Sequence Logos - Bioinformatics for Biotechnology Students

When studying multiple sequence alignments (MSAs), we often want to summarize patterns across many sequences rather than display each one individually. Sequence logos offer a compact visual representation: each position in the alignment is shown as a stack of letters, where the total height of the stack reflects how conserved that position is, and the height of each individual letter reflects how often that character appears.

Sequence logos were introduced by Schneider and Stephens Schneider & Stephens (1990) and have since become a standard tool in bioinformatics for visualizing regulatory motifs, binding sites, and any other position-specific pattern in biological sequences.

Information Content¶

The height of each column in a sequence logo is a quantitative measure called information content, derived from information theory.

Shannon Entropy¶

For position $i$ in the alignment, the Shannon entropy measures the uncertainty in the character distribution:

H_i = -\sum_{a} f_{i,a} \log_2 f_{i,a}

(1)

where $f_{i,a}$ is the observed frequency of character $a$ at position $i$ . Entropy is zero when every sequence has the same character (complete conservation) and is maximal when all characters appear with equal frequency (maximum uncertainty).

Information Content in Bits¶

The information content at position $i$ is the reduction in uncertainty relative to the maximum possible entropy:

I_i = \log_2(N) - H_i

(2)

where $N$ is the alphabet size. This gives the following upper limits:

Alphabet	Size $N$	Maximum $I_{\max}$
DNA / RNA	4	$\log_2(4) = 2.00$ bits
Amino acids	20	$\log_2(20) \approx 4.32$ bits

A fully conserved position contributes 2 bits (DNA) or ≈4.32 bits (protein); a completely random position contributes 0 bits. Within each column, the height of an individual letter for character $a$ is $I_i \times f_{i,a}$ , so more frequent characters occupy a larger fraction of the column.

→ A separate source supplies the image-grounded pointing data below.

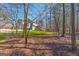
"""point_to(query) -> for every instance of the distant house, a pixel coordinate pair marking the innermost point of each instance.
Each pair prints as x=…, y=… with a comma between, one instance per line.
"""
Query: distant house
x=30, y=25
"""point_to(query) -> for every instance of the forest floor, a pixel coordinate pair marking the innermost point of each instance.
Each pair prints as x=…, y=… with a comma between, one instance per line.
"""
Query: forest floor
x=39, y=46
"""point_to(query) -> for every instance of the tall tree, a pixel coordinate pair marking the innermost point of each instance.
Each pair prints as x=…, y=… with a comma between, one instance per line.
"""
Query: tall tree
x=25, y=21
x=73, y=39
x=63, y=27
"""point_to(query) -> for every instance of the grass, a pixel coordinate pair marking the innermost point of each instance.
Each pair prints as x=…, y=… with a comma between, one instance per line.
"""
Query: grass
x=31, y=33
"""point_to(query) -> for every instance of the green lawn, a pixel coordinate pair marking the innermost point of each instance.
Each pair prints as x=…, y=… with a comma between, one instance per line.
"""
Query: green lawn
x=31, y=33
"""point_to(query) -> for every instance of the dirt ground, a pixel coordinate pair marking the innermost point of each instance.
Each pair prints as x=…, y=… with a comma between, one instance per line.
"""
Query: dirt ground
x=38, y=46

The higher maximum for amino acid logos reflects the larger alphabet: a conserved protein position carries more than twice the information of a conserved nucleotide position.

Examples¶

We use the logomaker package Tareen & Kinney (2020) to generate sequence logos in Python.

import logomaker
import matplotlib.pyplot as plt

The Kozak Consensus Sequence¶

The Kozak sequence is a short conserved motif surrounding the AUG start codon in eukaryotic mRNAs, recognised by the ribosome during translation initiation. Described by Marilyn Kozak Kozak (1987), the consensus is often written (GCC)RCCAUGG, where R is a purine (A or G).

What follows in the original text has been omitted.